Mais delicada era, contudo, a salvaguarda da população de narcisos de Montes Juntos. A solução preconizada pelos biólogos passava pela translocação das plantas para uma cota superior que as colocasse fora do alcance das águas. Tratava-se de uma “operação de resgate, sem precedentes na Península Ibérica”, mas essencial para a conservação da espécie em Portugal, concluía, em 2001, a equipa de biólogos.

O povoamento da aldeia de Montes Juntos era “o único caso, de entre todo o património natural presente na região”, em que a ausência de acções de conservação poderia comprometer a sobrevivência da espécie, que corria o risco de ficar circunscrita aos núcleos nas ruínas da ponte, admitiam os biólogos. Era “escasso o conhecimento” que existia sobre a biologia da espécie, reconheceram os investigadores, no dia 15 de Setembro de 2001, quando se processou, marcada pela incógnita, a transferência das plantas que, na sua grande maioria, se encontravam entre cavidades e fissuras das rochas de xisto.

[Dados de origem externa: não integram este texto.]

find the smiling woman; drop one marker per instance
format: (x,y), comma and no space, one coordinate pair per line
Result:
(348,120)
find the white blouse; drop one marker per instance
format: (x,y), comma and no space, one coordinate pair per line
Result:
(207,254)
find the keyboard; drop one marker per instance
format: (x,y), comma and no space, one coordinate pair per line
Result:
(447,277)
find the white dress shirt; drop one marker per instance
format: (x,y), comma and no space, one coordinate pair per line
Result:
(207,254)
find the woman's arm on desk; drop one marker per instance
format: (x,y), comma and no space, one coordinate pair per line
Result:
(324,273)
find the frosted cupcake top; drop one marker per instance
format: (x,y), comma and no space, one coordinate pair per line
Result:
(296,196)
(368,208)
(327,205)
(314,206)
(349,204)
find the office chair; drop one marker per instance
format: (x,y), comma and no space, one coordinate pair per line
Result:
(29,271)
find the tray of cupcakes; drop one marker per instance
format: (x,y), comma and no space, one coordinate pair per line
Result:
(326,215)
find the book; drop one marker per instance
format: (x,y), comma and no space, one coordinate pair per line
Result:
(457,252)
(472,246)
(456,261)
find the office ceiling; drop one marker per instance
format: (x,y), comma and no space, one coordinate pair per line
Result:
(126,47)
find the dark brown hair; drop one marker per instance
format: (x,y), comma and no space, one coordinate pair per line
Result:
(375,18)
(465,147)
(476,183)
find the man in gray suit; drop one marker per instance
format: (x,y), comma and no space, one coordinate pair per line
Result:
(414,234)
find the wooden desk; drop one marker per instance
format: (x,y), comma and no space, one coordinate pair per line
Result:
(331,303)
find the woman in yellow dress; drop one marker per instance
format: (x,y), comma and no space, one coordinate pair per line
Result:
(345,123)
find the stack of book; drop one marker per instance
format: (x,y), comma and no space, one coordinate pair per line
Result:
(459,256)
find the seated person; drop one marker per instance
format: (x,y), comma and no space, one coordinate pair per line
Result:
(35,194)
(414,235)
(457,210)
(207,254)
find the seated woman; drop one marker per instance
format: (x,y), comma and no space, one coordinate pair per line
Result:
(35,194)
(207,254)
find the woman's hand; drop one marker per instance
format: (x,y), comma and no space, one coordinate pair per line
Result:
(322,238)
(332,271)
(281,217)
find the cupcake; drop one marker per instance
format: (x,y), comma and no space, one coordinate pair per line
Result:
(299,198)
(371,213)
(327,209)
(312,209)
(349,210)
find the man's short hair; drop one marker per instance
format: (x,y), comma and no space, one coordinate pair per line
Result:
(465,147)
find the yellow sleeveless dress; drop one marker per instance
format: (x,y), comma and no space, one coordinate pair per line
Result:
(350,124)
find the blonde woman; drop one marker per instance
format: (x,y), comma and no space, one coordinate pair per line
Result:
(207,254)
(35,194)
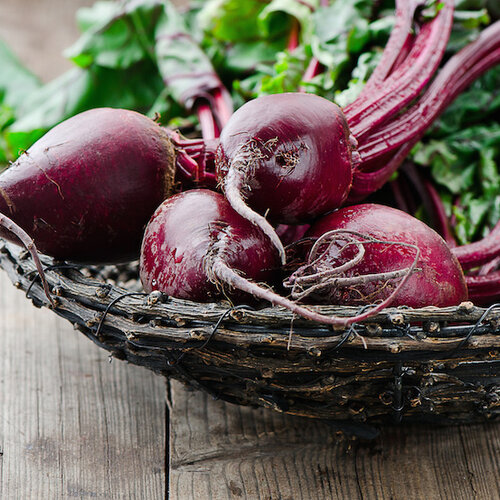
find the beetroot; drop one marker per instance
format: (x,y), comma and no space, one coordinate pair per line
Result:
(197,247)
(191,229)
(291,157)
(87,188)
(348,267)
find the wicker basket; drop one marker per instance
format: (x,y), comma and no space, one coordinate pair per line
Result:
(431,364)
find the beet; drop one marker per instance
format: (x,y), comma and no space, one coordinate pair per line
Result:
(197,247)
(190,229)
(371,270)
(87,188)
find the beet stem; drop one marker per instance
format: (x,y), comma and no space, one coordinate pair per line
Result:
(480,252)
(484,289)
(408,80)
(29,244)
(242,163)
(223,272)
(300,280)
(331,278)
(457,74)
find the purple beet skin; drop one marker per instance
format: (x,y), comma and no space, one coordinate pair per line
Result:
(188,234)
(438,279)
(86,190)
(298,155)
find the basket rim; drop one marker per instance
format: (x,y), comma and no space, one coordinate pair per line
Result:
(153,318)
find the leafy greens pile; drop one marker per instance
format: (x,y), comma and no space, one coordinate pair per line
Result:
(148,56)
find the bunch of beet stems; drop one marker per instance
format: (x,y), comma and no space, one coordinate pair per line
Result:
(401,100)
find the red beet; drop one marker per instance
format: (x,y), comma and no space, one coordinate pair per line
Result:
(372,270)
(191,229)
(197,247)
(86,190)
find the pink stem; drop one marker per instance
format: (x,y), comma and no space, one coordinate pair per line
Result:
(408,80)
(484,290)
(206,119)
(439,213)
(293,39)
(480,252)
(228,275)
(492,265)
(400,40)
(29,244)
(457,74)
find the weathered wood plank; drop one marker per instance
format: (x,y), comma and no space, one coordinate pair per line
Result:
(72,424)
(39,30)
(221,451)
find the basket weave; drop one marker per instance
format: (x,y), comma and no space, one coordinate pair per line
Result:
(432,364)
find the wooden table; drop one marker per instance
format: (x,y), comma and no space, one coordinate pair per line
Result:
(74,424)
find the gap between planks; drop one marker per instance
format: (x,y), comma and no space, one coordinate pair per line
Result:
(220,451)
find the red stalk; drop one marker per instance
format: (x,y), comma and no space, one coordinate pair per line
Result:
(457,74)
(396,49)
(480,252)
(407,81)
(484,290)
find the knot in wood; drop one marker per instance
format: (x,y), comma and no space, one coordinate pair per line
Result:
(314,352)
(397,319)
(58,290)
(394,347)
(373,329)
(386,398)
(155,297)
(432,327)
(197,334)
(266,339)
(103,291)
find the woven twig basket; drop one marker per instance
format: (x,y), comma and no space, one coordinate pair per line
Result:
(431,364)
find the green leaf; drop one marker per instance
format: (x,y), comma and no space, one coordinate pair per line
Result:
(116,36)
(232,20)
(15,80)
(185,68)
(276,18)
(79,90)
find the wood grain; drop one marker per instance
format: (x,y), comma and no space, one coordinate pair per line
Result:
(72,424)
(220,451)
(39,30)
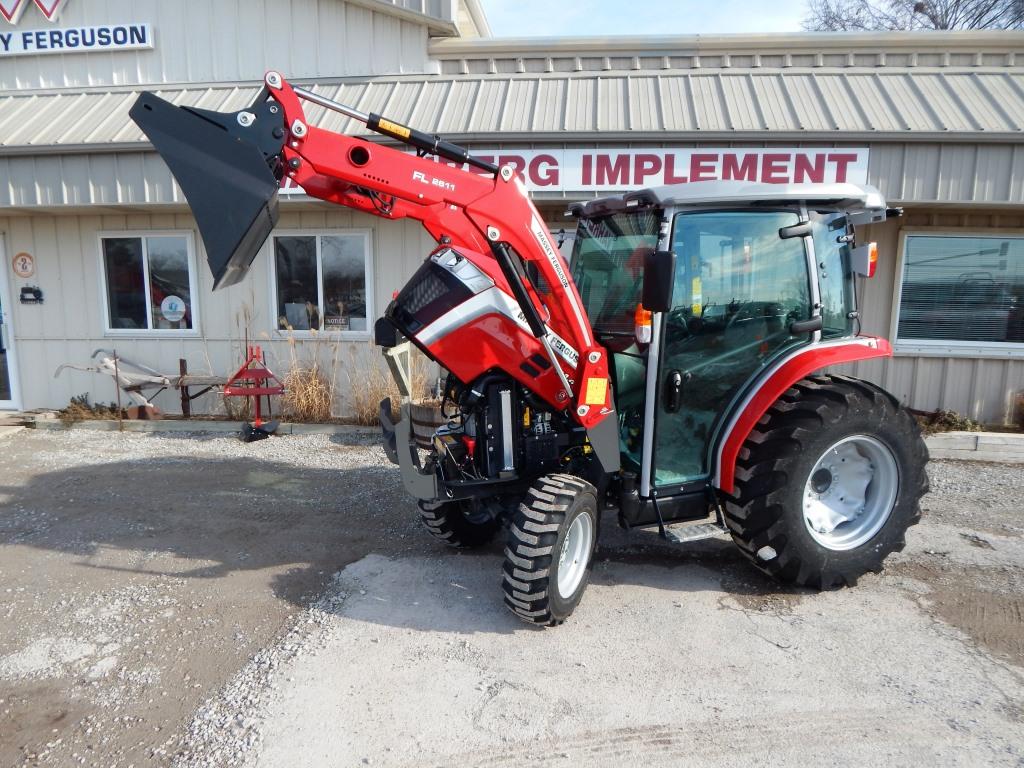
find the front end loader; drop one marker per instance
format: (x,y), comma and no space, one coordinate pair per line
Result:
(673,372)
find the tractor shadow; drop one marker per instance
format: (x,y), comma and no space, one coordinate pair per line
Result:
(316,531)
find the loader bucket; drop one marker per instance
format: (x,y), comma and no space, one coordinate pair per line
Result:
(226,169)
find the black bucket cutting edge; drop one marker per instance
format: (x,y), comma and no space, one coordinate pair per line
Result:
(228,173)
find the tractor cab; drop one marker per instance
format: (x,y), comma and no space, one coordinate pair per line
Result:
(698,291)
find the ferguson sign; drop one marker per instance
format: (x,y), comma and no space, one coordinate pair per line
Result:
(70,40)
(608,170)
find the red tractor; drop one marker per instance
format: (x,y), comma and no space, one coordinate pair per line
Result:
(672,371)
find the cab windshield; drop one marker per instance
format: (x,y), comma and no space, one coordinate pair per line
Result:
(607,266)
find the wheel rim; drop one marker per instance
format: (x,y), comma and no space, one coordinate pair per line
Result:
(850,493)
(574,555)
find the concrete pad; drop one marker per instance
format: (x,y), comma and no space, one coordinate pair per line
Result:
(659,667)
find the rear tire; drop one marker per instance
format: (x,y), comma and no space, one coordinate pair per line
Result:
(827,483)
(550,550)
(462,524)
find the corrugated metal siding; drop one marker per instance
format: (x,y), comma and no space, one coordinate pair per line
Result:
(230,40)
(945,105)
(68,268)
(980,388)
(906,173)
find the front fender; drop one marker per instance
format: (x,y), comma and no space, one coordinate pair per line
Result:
(400,449)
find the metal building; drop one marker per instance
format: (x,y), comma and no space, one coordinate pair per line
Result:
(96,241)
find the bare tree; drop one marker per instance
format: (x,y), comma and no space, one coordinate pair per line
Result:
(857,15)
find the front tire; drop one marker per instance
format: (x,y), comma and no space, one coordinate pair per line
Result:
(462,524)
(550,550)
(827,483)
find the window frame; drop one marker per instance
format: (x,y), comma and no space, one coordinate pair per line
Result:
(945,347)
(368,263)
(194,284)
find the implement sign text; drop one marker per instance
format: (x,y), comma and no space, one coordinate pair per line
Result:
(612,170)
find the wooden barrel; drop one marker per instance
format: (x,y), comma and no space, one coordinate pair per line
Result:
(426,419)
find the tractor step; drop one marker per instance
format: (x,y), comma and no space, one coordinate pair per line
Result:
(683,532)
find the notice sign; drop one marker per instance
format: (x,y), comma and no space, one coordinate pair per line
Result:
(615,170)
(76,40)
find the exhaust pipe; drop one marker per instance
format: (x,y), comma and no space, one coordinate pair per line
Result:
(229,167)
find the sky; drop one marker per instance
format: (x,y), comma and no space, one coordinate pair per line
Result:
(572,17)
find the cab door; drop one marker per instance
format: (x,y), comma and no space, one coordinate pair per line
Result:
(738,288)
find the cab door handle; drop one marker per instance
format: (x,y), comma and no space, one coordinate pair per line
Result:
(672,396)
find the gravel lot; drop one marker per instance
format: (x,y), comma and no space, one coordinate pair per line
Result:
(187,600)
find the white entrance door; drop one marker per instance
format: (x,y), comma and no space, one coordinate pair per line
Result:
(9,396)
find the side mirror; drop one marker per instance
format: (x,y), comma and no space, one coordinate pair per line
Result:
(658,280)
(863,259)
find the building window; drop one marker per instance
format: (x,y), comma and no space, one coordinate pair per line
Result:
(150,281)
(962,293)
(323,282)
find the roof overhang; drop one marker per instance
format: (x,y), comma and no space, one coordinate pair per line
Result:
(845,197)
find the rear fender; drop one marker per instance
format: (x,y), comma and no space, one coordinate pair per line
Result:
(773,383)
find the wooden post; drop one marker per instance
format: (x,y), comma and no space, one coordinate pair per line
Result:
(117,385)
(185,401)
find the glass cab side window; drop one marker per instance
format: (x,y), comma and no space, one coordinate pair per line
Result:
(835,278)
(738,287)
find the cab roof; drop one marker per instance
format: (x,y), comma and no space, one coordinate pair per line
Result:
(840,197)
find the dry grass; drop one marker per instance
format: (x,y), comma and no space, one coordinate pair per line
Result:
(310,384)
(308,394)
(947,421)
(370,382)
(81,410)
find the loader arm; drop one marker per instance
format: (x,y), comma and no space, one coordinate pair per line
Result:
(484,213)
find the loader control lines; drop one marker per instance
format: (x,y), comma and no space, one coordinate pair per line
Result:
(670,371)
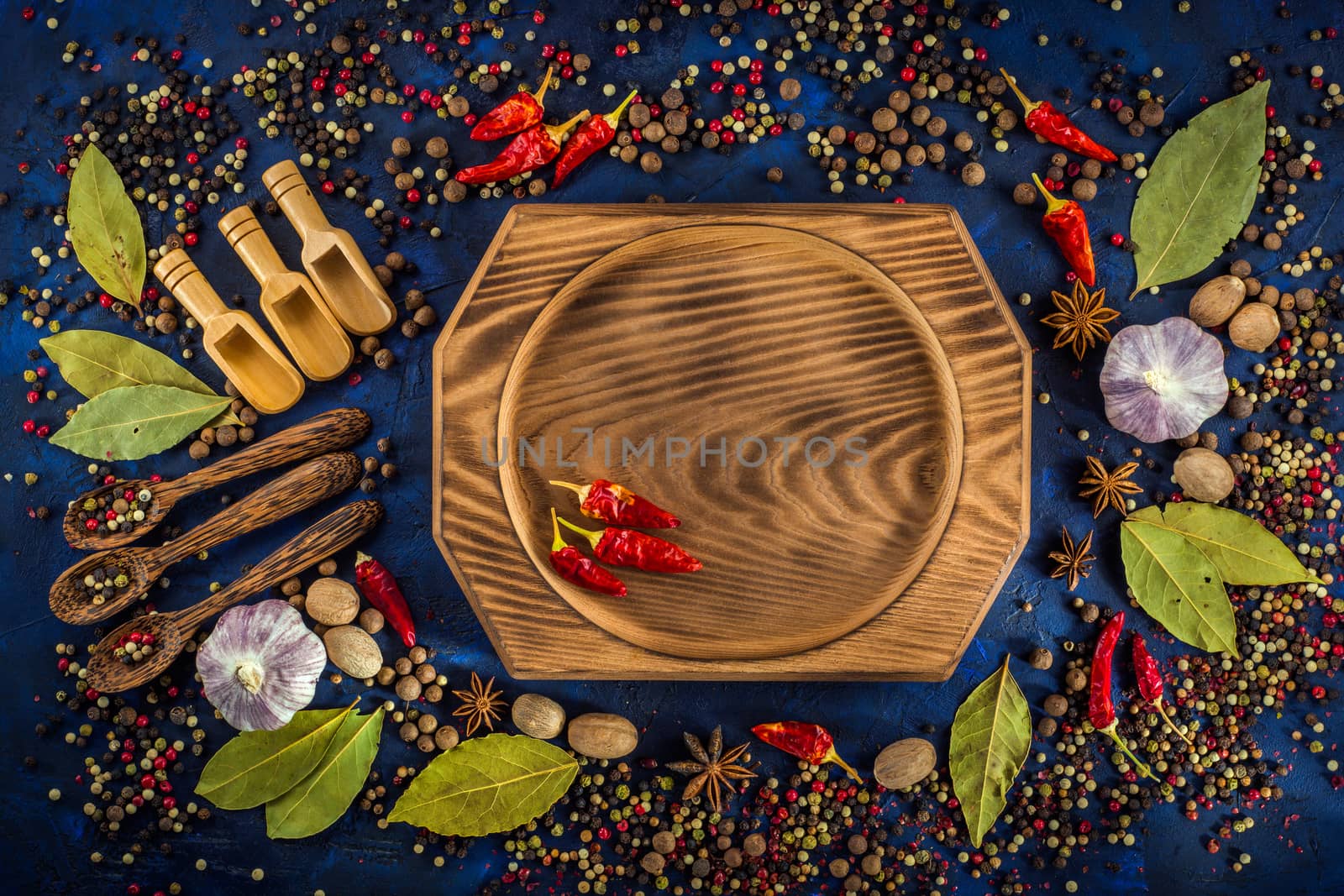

O grau de exigência que era imposto à translocação das plantas, por se tratar de uma espécie que tem desde 2001 o estatuto de “criticamente ameaçada” que a colocava na lista vermelha da UICN, e nos anexos II e IV da directiva Habitat, fazia antever uma operação delicada, como foi, e com imprevisíveis resultados. Mesmo assim, a intervenção acabaria por ganhar uma menção honrosa, no ano seguinte, do Prémio Ford para a Conservação e Ambiente.

Decorridos que estão 17 anos sobre a operação de salvaguarda do Narcissus cavanillesii, o PÚBLICO deslocou-se, em meados de Novembro, à Ponte da Ajuda e deparou-se com um intenso manto amarelo que cobria o tabuleiro da margem norte da ponte que, assim, se mantinha como o reduto principal desta rara espécie.

A EDIA, que continua a financiar o trabalho de monitorização dos núcleos de Narcissus cavanillesii executado pela equipa de biólogos do Jardim Botânico, confirma que “a população da Ponte da Ajuda continua a ser a maior população da Península Ibérica”. Mas chama a atenção para o facto de a sua localização “permitir que as pessoas tomem contacto com a espécie, deixando-a vulnerável à recolha ilegal e eventualmente pisoteio”. Aliás, a área envolvente à ponte “também tinha indivíduos, [mas]com o decorrer do tempo estes têm desaparecido”, alerta a EDIA, confirmando-se as reservas colocadas pela equipa de biólogos em 2001.

Já os núcleos da planta de Montes Juntos “registam uma evolução da sua população para fora dos limites da translocação”, comprovando-se que o processo de translocação “foi bem sucedido”, reconhece a EDIA.